Greg’s outfit was similarly lacking in cloth. He was wearing a shirt that laced up the front, yet carefully was pierced with holes that left his shoulders, elbows, upper chest, and pretty much every spot you might care to ogle bared. His pants and boots were probably made of the rest of the cow that provided Sarah’s costume, cut so they hugged his body like a sigh.
Lucky for me, my costume was not only conservative, but covering. I was going gowned and coifed like some lady out of history. It was solid black, a color which made me look almost deathly pale, but the skirts were so full they almost slithered as the crinolines underneath brushed the overdress. A leather bodice laced up the front, accentuating the daring neckline that had only a ruffle along it that made up the sleeves as well. I looked like I was trolling for vampires, except that this wasn’t exactly made for the running part. It was beautiful, but that didn’t mean I liked it.
Greg came over to me, and grabbed the pair of ebony chopsticks I had brought out to wear in my hair, carefully layering the twisted and curled pile so he could insert them without ruining anything. As he pulled away, one hand stayed on my shoulder, and he said quietly, “Nothing will happen that you don’t want to happen.”
I turned, looking into eyes that seemed to be bluer because of the shirt, and sighed. “I just don’t know how I feel about being in a room full of monsters.”
I regretted saying that the moment I saw Greg stiffen. “Oh, God, I’m sorry, I didn’t mean it…” I continued to babble along those lines until he cut me off with a look.
“I know you’re scared, Dawn. But I also know you believe that not every demon is evil.”
I hugged him for that. Wereleopard or no, Gregory would never be one of the monsters in my eyes. He’d helped me find my balance in the world of the supernatural; no preternatural, I reminded myself, that existed outside the cloaking presence of the hellmouth.
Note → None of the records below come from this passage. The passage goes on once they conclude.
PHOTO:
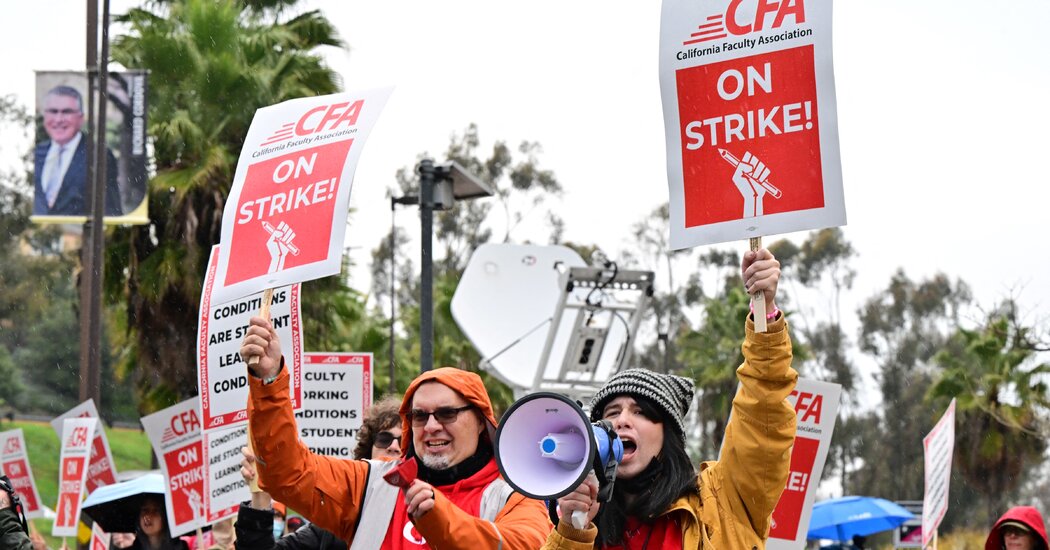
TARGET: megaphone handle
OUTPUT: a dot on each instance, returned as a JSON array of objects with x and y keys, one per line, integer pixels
[{"x": 580, "y": 520}]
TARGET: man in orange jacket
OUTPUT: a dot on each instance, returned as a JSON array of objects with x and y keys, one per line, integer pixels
[{"x": 458, "y": 502}]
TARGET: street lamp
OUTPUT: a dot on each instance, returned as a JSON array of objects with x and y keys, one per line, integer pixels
[{"x": 440, "y": 186}]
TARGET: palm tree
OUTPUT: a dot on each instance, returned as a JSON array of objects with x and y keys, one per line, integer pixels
[
  {"x": 1002, "y": 402},
  {"x": 211, "y": 64}
]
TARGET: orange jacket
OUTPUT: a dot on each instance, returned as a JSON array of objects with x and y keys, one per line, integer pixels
[{"x": 330, "y": 491}]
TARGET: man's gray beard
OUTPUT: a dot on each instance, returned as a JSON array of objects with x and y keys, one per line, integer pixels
[{"x": 435, "y": 463}]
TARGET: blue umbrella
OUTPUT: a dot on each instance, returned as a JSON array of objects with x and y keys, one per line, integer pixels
[
  {"x": 116, "y": 507},
  {"x": 841, "y": 519}
]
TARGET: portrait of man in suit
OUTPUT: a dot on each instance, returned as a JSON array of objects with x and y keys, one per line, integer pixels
[{"x": 60, "y": 162}]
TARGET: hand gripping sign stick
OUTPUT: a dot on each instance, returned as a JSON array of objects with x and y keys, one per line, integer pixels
[
  {"x": 758, "y": 299},
  {"x": 252, "y": 361}
]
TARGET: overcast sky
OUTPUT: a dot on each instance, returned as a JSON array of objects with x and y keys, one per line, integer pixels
[{"x": 943, "y": 113}]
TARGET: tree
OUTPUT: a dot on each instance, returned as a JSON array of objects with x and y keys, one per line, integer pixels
[
  {"x": 1002, "y": 402},
  {"x": 212, "y": 63}
]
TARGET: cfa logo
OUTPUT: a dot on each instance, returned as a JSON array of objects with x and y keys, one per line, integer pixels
[
  {"x": 738, "y": 21},
  {"x": 12, "y": 446},
  {"x": 320, "y": 119},
  {"x": 185, "y": 422}
]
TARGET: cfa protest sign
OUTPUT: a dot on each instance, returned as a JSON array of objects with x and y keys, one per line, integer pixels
[
  {"x": 336, "y": 389},
  {"x": 102, "y": 469},
  {"x": 938, "y": 448},
  {"x": 286, "y": 215},
  {"x": 100, "y": 538},
  {"x": 222, "y": 374},
  {"x": 750, "y": 119},
  {"x": 76, "y": 437},
  {"x": 15, "y": 464},
  {"x": 817, "y": 407},
  {"x": 224, "y": 486},
  {"x": 175, "y": 435}
]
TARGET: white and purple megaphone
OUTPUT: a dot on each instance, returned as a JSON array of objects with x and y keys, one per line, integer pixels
[{"x": 546, "y": 446}]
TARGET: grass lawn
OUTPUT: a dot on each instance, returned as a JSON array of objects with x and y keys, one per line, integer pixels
[{"x": 130, "y": 448}]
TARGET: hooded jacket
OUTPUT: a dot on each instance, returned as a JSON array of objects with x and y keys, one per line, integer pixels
[
  {"x": 735, "y": 495},
  {"x": 331, "y": 491},
  {"x": 1025, "y": 514}
]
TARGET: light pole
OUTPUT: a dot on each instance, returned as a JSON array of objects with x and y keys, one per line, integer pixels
[{"x": 439, "y": 187}]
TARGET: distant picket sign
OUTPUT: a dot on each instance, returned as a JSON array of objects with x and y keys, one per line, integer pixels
[
  {"x": 177, "y": 441},
  {"x": 748, "y": 85},
  {"x": 286, "y": 214},
  {"x": 102, "y": 469},
  {"x": 15, "y": 464},
  {"x": 817, "y": 406},
  {"x": 336, "y": 392},
  {"x": 76, "y": 436},
  {"x": 222, "y": 373}
]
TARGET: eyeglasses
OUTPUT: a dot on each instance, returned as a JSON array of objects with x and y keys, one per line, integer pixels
[
  {"x": 442, "y": 415},
  {"x": 64, "y": 112},
  {"x": 384, "y": 439}
]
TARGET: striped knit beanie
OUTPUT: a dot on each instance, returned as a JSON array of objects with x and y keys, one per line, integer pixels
[{"x": 672, "y": 394}]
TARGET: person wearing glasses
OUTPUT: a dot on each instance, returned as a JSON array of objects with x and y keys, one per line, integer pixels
[
  {"x": 379, "y": 438},
  {"x": 60, "y": 162},
  {"x": 458, "y": 500}
]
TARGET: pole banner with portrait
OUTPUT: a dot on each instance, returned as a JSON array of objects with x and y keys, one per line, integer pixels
[
  {"x": 61, "y": 156},
  {"x": 15, "y": 464},
  {"x": 286, "y": 215},
  {"x": 102, "y": 469},
  {"x": 76, "y": 436},
  {"x": 336, "y": 390},
  {"x": 817, "y": 407},
  {"x": 750, "y": 119},
  {"x": 222, "y": 373},
  {"x": 177, "y": 441}
]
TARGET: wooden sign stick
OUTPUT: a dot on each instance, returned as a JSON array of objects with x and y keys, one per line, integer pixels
[
  {"x": 758, "y": 299},
  {"x": 253, "y": 360}
]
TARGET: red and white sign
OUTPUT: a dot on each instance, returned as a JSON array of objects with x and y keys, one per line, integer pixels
[
  {"x": 817, "y": 407},
  {"x": 222, "y": 374},
  {"x": 750, "y": 119},
  {"x": 15, "y": 464},
  {"x": 100, "y": 538},
  {"x": 76, "y": 436},
  {"x": 938, "y": 448},
  {"x": 286, "y": 215},
  {"x": 177, "y": 441},
  {"x": 102, "y": 470},
  {"x": 336, "y": 390}
]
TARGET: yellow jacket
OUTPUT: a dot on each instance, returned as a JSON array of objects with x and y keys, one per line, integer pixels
[{"x": 735, "y": 495}]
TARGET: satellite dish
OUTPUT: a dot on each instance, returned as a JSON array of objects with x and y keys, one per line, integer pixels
[{"x": 504, "y": 304}]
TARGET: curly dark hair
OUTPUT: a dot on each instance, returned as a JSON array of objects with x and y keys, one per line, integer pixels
[{"x": 382, "y": 415}]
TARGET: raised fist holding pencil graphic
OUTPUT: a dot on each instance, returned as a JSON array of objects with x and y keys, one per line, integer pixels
[
  {"x": 751, "y": 178},
  {"x": 279, "y": 245}
]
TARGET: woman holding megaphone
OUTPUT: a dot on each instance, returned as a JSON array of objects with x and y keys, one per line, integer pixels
[{"x": 659, "y": 501}]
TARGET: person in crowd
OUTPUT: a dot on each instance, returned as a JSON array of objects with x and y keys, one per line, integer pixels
[
  {"x": 13, "y": 533},
  {"x": 378, "y": 438},
  {"x": 60, "y": 162},
  {"x": 658, "y": 500},
  {"x": 458, "y": 501},
  {"x": 1020, "y": 528}
]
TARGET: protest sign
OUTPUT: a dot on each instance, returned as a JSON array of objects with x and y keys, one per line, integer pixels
[
  {"x": 100, "y": 538},
  {"x": 175, "y": 435},
  {"x": 224, "y": 486},
  {"x": 286, "y": 214},
  {"x": 15, "y": 464},
  {"x": 817, "y": 407},
  {"x": 77, "y": 435},
  {"x": 102, "y": 469},
  {"x": 938, "y": 448},
  {"x": 222, "y": 374},
  {"x": 336, "y": 389},
  {"x": 750, "y": 119}
]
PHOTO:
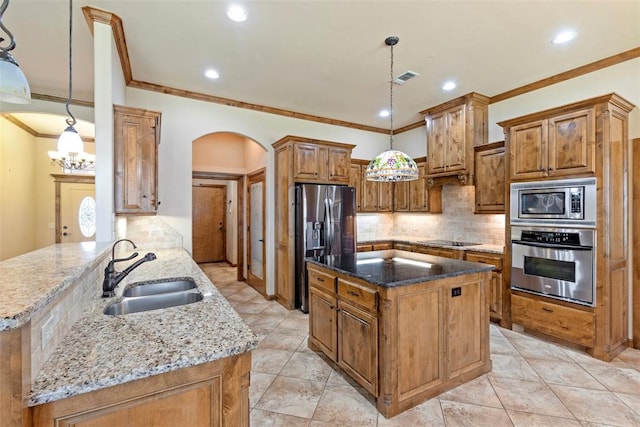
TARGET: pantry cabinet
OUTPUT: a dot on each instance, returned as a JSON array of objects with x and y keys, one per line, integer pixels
[
  {"x": 136, "y": 138},
  {"x": 453, "y": 129},
  {"x": 299, "y": 159}
]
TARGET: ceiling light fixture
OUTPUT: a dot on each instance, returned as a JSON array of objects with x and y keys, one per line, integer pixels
[
  {"x": 14, "y": 86},
  {"x": 70, "y": 154},
  {"x": 237, "y": 13},
  {"x": 564, "y": 37},
  {"x": 391, "y": 165}
]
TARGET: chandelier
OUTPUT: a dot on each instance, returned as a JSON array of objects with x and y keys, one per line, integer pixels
[
  {"x": 392, "y": 165},
  {"x": 70, "y": 153}
]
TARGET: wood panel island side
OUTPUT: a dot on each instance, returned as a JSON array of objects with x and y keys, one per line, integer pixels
[{"x": 405, "y": 326}]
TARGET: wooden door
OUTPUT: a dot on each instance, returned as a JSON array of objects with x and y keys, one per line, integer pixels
[
  {"x": 572, "y": 143},
  {"x": 255, "y": 233},
  {"x": 208, "y": 223},
  {"x": 77, "y": 213},
  {"x": 528, "y": 150}
]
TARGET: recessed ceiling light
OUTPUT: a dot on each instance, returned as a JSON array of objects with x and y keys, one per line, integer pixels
[
  {"x": 563, "y": 37},
  {"x": 237, "y": 13},
  {"x": 212, "y": 74},
  {"x": 450, "y": 85}
]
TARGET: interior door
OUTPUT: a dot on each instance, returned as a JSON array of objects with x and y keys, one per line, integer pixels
[
  {"x": 255, "y": 233},
  {"x": 77, "y": 213},
  {"x": 208, "y": 223}
]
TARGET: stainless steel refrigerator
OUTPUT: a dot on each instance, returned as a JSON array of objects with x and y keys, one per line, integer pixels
[{"x": 325, "y": 225}]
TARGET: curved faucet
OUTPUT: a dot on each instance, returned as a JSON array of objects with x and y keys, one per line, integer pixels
[{"x": 112, "y": 277}]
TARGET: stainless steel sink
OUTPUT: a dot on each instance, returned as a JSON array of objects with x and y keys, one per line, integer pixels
[
  {"x": 159, "y": 286},
  {"x": 153, "y": 302}
]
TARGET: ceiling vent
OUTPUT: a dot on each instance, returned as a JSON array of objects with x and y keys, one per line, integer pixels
[{"x": 407, "y": 75}]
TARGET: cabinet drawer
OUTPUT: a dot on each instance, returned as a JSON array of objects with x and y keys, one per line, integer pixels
[
  {"x": 556, "y": 320},
  {"x": 359, "y": 294},
  {"x": 485, "y": 258},
  {"x": 321, "y": 280}
]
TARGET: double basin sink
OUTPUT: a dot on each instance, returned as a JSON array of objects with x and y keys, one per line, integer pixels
[{"x": 155, "y": 294}]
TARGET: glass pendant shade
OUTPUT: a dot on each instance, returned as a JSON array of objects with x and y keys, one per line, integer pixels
[
  {"x": 14, "y": 87},
  {"x": 392, "y": 166}
]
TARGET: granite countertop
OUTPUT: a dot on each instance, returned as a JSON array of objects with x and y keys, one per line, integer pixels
[
  {"x": 101, "y": 351},
  {"x": 393, "y": 268},
  {"x": 442, "y": 243},
  {"x": 29, "y": 282}
]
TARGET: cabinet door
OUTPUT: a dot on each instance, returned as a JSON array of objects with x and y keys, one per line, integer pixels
[
  {"x": 355, "y": 180},
  {"x": 490, "y": 181},
  {"x": 339, "y": 162},
  {"x": 307, "y": 162},
  {"x": 455, "y": 141},
  {"x": 135, "y": 161},
  {"x": 572, "y": 142},
  {"x": 323, "y": 322},
  {"x": 528, "y": 147},
  {"x": 358, "y": 345},
  {"x": 436, "y": 144}
]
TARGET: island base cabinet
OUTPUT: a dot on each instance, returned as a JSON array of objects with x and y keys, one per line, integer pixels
[{"x": 211, "y": 394}]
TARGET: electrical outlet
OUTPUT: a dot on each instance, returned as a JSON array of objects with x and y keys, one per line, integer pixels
[{"x": 47, "y": 331}]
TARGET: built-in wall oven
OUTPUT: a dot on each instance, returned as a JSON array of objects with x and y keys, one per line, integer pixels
[{"x": 553, "y": 238}]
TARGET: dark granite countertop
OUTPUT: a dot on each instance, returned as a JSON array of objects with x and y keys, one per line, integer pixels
[{"x": 392, "y": 268}]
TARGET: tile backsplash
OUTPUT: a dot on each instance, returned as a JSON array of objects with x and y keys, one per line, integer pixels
[{"x": 456, "y": 222}]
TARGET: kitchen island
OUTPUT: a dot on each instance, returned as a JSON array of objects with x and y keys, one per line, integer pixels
[
  {"x": 185, "y": 365},
  {"x": 405, "y": 326}
]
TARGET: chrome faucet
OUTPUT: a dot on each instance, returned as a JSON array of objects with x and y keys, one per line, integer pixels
[{"x": 112, "y": 277}]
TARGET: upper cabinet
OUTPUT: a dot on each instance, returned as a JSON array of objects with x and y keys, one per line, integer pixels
[
  {"x": 558, "y": 145},
  {"x": 490, "y": 178},
  {"x": 136, "y": 138},
  {"x": 453, "y": 129}
]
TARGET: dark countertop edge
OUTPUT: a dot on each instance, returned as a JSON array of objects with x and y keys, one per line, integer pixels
[{"x": 477, "y": 268}]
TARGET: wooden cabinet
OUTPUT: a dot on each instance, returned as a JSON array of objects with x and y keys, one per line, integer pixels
[
  {"x": 490, "y": 178},
  {"x": 211, "y": 394},
  {"x": 560, "y": 145},
  {"x": 299, "y": 159},
  {"x": 453, "y": 129},
  {"x": 495, "y": 291},
  {"x": 588, "y": 138},
  {"x": 136, "y": 139}
]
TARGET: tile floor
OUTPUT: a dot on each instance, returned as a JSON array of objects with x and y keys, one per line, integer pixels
[{"x": 533, "y": 382}]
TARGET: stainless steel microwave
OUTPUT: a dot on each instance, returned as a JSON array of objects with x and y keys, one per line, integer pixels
[{"x": 562, "y": 202}]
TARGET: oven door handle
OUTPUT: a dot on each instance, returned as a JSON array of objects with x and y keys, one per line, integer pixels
[{"x": 552, "y": 246}]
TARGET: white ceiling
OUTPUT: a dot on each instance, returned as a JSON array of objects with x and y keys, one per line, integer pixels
[{"x": 327, "y": 58}]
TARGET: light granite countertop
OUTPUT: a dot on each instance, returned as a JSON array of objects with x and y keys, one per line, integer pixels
[
  {"x": 29, "y": 282},
  {"x": 102, "y": 351}
]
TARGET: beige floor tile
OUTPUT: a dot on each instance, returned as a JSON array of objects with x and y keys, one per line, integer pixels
[
  {"x": 564, "y": 373},
  {"x": 464, "y": 415},
  {"x": 291, "y": 396},
  {"x": 525, "y": 419},
  {"x": 269, "y": 360},
  {"x": 528, "y": 396},
  {"x": 476, "y": 392},
  {"x": 596, "y": 406},
  {"x": 342, "y": 405},
  {"x": 307, "y": 366},
  {"x": 260, "y": 381},
  {"x": 260, "y": 418},
  {"x": 515, "y": 367}
]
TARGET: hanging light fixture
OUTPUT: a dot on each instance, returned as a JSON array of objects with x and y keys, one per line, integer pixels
[
  {"x": 70, "y": 154},
  {"x": 14, "y": 87},
  {"x": 392, "y": 165}
]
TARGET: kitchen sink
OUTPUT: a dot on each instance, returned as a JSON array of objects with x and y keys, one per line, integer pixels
[
  {"x": 159, "y": 286},
  {"x": 153, "y": 302}
]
The sound of Sarah clearing her throat made us break apart in awkward silence. As if in apology, Greg turned to kiss his girlfriend, and I wondered how on earth we could stay roommates. He dated her, but I was the one who cooked the high-protein foods he ate when he came over to visit after a long night of work. It was me, not Sarah, who could sit next to him, on the sofa, my head on his shoulder, and talk about his past. He’d allowed me to share certain things, but he was keeping secrets, as if he thought he wasn’t good enough for this much normality to enter his life. Watching them kiss, I always wondered if he stuck around because he liked the household, not just her. That was just another thing in the list Sarah made sure to be jealous of.
As he held the door open for me to pass on the way out to the car, he gave me one last, careful glance, and said, “You’ll enjoy tonight. I promise.”